VI DOMINGO DA PÁSCOA

Palavra do Pastor

Dom Paulo Cezar Costa

Arcebispo de Brasília

Somos morada de Deus

            O Evangelho deste sexto domingo da Páscoa (Jo 14, 23-29) expressa bem a realidade que acontece na vida de cada cristão, de cada pessoa que ama e segue Jesus Cristo: ser morada da Trindade e ser ensinado pelo Espírito Santo.

Está próxima a partida de Jesus e Ele percebe a angústia dos discípulos: “não se perturbe o vosso coração” (Jo 14, 27). Jesus mostra que não os deixará órfãos, desamparados, mas estará com os Seus discípulos de uma forma nova. O discípulo (a) é a pessoa que ama Jesus, mas não com um amor qualquer, é aquele que tem um amor gratuito por Jesus. O verbo usado para expressar este amor é ágape, que expressa o amor na sua gratuidade, o amor de Deus. O caminho do discipulado de Jesus é aquele de ter por Ele um amor gratuito, ou seja, não O amamos por interesse, por troca, mas O amamos porque Ele é o nosso Salvador, o nosso Senhor. E quem ama Jesus, demonstra esse amor para com Ele guardando a Sua Palavra, colocando em prática a Sua Palavra. Mas Jesus é a Palavra, o Logos. O discípulo é aquele que vive de Jesus e, vivendo de Jesus, coloca em prática as palavras da Palavra, que é o Logos. E então será amado pelo Pai e a Trindade fará morada na vida desta pessoa: “meu Pai o amará, e nós viremos e faremos nele a nossa morada” (Jo 14, 23).
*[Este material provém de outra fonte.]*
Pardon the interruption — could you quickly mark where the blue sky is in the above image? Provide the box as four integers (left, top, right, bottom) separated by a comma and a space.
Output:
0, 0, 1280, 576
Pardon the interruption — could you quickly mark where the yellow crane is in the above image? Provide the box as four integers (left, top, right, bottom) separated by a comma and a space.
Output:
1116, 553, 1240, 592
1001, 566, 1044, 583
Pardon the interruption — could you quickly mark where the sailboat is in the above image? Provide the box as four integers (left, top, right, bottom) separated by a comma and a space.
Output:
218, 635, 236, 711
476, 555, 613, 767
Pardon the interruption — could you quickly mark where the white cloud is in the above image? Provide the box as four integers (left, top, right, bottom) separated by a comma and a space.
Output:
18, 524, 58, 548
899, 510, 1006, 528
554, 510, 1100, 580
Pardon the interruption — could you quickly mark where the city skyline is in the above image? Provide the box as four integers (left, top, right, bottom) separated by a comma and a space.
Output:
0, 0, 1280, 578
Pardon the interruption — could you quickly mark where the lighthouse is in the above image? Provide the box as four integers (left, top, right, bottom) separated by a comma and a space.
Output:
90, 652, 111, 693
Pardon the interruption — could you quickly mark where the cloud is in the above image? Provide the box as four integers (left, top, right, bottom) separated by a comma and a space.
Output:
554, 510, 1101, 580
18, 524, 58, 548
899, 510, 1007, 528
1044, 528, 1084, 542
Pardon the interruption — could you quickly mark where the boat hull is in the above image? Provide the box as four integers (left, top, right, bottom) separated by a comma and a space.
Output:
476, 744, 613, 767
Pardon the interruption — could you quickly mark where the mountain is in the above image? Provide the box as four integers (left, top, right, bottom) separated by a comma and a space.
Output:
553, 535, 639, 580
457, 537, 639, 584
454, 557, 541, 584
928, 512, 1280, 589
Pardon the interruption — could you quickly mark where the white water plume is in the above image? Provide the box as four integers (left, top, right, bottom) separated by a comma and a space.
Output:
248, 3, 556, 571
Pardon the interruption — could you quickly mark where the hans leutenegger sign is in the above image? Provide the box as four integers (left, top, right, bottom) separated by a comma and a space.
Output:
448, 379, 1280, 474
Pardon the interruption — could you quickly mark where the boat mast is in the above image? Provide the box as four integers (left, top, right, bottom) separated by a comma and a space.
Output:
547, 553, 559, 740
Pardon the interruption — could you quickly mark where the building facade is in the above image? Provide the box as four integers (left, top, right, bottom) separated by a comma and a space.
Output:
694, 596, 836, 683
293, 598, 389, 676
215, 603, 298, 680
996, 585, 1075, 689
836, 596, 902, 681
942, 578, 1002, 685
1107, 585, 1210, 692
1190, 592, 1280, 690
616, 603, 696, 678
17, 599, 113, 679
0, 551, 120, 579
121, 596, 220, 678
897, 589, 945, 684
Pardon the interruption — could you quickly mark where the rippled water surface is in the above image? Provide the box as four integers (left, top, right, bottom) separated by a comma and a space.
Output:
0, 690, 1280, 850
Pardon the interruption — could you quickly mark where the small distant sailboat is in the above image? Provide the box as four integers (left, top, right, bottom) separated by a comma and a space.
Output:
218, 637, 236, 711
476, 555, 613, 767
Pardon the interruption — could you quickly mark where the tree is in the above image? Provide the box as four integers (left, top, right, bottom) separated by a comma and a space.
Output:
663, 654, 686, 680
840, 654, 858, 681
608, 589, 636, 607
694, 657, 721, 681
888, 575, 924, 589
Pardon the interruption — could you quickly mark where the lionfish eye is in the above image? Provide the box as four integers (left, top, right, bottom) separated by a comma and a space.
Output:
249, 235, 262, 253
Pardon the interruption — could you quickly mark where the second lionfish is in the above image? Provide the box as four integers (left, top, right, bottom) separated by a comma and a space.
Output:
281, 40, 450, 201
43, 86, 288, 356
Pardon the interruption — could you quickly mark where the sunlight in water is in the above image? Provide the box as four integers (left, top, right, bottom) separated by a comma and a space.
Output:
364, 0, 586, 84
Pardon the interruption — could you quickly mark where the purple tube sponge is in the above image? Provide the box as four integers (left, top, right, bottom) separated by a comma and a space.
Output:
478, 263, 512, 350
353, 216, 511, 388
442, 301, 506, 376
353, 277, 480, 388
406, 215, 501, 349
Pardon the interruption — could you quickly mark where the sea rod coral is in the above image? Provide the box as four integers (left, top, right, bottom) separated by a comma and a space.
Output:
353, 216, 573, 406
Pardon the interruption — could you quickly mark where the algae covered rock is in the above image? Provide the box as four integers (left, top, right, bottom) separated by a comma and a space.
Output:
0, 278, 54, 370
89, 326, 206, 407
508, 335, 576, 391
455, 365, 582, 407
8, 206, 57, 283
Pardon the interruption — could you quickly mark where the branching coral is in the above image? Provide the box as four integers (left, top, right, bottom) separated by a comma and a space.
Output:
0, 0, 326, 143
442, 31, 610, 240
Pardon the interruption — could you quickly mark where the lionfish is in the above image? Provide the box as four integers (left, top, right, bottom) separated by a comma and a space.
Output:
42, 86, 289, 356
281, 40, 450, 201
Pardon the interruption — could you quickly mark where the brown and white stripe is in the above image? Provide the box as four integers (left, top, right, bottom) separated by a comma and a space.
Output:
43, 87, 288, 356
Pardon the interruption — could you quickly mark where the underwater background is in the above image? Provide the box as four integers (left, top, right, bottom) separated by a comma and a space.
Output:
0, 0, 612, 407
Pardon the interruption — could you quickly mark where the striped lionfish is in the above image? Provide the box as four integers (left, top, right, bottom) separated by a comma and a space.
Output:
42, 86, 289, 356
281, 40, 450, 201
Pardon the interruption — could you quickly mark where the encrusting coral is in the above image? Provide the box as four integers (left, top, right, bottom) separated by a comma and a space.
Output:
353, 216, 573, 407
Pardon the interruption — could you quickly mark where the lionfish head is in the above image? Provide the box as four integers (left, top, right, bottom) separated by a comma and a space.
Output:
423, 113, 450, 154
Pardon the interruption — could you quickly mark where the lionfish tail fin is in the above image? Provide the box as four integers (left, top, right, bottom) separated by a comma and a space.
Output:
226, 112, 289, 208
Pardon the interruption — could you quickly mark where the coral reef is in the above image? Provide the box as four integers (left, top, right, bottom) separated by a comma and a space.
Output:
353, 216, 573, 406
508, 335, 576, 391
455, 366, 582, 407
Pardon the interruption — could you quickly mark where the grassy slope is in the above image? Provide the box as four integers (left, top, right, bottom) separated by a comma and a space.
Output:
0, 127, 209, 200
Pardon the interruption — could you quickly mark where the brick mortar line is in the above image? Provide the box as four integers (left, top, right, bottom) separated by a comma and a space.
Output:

Com Jesus, que se abre intimamente aos discípulos, também o Pai vem a eles; eles serão inseridos na comunhão de vida e de amor com Deus. Aquela morada, que é esperada para o fim dos tempos de Deus com o seu povo, expressa pela imagem da Jerusalém celeste (Ap 21, 10-14. 22-23), da segunda leitura, é inserida de modo espiritualizado no presente da vida do discípulo e da comunidade. Claro que esta comunhão não é ainda a realização última da promessa, pois haverá ainda uma comunhão eterna com a Trindade Santa na eternidade. Mas, no hoje da história, o discípulo já vive, já experimenta essa comunhão com o mistério Santo de Deus.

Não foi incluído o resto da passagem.